Part of the debate – in the Senedd at 5:08 pm on 6 November 2018.
Deputy Presiding Officer, the Member outlines the people who work so hard in Islwyn to ensure that this remembrance takes place in a way that values and appreciates and demonstrates the national value and appreciation that we all feel for those who have served. The speech that she made, describing those great people in Islwyn, could be made by each one of us, I think, describing those same people in our own constituencies who work so hard to ensure that the remembrance events that will be taking place in every community across Wales and elsewhere this weekend are events that do commemorate and reflect upon the sacrifices made.
The Member, Deputy Presiding Officer, made mention of local authority champions. I think it's important that we do recognise the work of local authorities in delivering many of the services that we have described and debated this afternoon. The work of the champions in each local authority is to ensure that local authorities do work cohesively and holistically to deliver the sort of services that veterans need, require and have an absolute right to do so. Can I say—? Through the Cymru'n Cofio series of events, a programme that we've followed over the last four years, I hope that we have sought to remember and to understand what war actually is and the sacrifices that were made by people who had no idea of what they would face in the trenches and elsewhere.

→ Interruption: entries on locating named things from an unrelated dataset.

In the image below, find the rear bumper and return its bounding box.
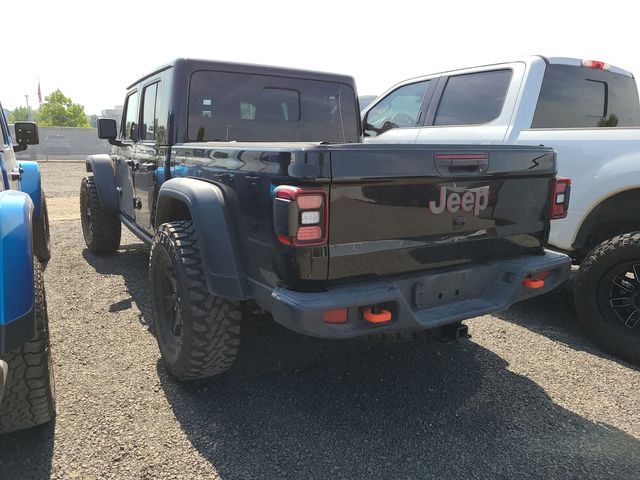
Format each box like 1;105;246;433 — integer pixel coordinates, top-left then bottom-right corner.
260;250;571;338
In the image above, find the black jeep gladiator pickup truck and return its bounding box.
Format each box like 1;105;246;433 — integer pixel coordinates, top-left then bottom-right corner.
80;60;570;380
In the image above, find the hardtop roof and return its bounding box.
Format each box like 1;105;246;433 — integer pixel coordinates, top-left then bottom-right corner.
127;58;355;90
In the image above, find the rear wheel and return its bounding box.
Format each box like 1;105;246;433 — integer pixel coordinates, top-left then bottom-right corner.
80;176;122;254
149;221;241;380
574;232;640;364
0;262;56;433
33;190;51;262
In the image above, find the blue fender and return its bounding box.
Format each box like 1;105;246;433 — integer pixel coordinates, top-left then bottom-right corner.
18;162;42;218
0;190;36;353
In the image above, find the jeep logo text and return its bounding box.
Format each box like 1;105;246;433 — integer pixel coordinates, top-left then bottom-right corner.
429;186;489;216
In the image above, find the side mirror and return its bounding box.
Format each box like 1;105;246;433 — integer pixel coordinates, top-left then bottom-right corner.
13;122;40;152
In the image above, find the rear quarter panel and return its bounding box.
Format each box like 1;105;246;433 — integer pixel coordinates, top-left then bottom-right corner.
517;128;640;251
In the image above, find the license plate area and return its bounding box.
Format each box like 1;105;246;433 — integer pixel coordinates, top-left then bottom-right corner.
406;265;493;310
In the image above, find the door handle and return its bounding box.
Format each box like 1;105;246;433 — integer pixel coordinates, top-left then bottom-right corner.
142;162;158;172
435;153;489;175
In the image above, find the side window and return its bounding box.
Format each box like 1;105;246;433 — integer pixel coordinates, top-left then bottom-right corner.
531;65;640;128
0;105;11;145
434;70;512;125
364;80;431;137
140;83;159;140
122;92;138;141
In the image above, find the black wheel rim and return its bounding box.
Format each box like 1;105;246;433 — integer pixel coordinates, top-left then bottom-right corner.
598;261;640;333
153;251;182;345
80;194;93;245
160;262;182;340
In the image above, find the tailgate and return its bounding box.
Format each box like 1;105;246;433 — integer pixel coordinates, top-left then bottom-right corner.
329;144;556;279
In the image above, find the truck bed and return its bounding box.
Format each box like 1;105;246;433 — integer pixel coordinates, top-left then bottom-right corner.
173;142;555;290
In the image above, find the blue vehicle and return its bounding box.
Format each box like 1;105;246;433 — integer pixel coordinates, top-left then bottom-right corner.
0;101;55;433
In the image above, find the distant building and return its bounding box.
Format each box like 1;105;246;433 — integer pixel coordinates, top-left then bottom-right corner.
100;105;124;129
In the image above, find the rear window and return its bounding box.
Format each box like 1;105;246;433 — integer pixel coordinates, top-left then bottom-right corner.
188;71;358;142
434;69;511;125
531;65;640;128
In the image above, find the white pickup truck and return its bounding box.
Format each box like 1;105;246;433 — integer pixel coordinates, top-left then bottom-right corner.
362;56;640;363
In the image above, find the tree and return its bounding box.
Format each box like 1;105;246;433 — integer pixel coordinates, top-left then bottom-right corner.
38;89;90;128
9;107;29;123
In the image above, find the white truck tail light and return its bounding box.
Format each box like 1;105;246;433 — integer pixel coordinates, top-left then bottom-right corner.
551;177;571;220
582;60;609;70
273;185;329;247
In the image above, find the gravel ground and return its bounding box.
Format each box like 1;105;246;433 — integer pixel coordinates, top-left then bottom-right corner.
0;163;640;479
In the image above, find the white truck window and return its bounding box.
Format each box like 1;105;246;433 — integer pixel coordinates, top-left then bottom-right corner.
531;65;640;128
434;69;512;125
365;80;431;137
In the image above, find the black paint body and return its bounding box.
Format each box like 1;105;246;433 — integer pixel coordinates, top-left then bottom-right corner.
90;60;570;338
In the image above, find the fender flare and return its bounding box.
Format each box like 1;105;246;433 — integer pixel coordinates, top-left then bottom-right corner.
572;187;640;250
154;178;251;300
18;162;42;218
87;154;120;212
0;190;36;353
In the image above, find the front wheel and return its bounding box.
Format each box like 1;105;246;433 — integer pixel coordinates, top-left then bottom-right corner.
80;176;122;254
574;232;640;364
0;261;56;433
149;221;241;380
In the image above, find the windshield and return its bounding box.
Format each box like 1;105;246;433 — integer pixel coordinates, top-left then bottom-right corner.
188;71;358;142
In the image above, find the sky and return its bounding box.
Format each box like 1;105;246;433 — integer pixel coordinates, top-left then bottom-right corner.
0;0;640;114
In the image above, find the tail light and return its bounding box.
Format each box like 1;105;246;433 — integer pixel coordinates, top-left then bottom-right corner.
273;185;329;247
551;177;571;220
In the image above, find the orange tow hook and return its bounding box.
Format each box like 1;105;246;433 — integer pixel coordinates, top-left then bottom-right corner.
362;307;391;323
522;277;544;288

I think one of the most poignant things I've seen in recent weeks in the period running up to this armistice commemoration was the colourisation of some of those video clips that we've seen. All of us over the years have seen the same video footage of men walking, all too often to their deaths, across northern France. And, you know, when they're colourised, you see their faces in a different way, and they look just like you and they look just like me.
I hope that all of us, when we flash across northern France on the Eurostar, will look out across those fields and will understand that it is just a little more than a lifetime ago that those fields were not green pastures but were mud and blood of people who died in a futile war, which we assure people that we remember today, and the greatest act of remembrance can be that we will continue to remember their sacrifices but also remember what war is, and remember the words of Dai Lloyd in saying that what we have to do is always to ensure that we do not send our people to war unless it is to defend the interests and the life and the freedoms of this country.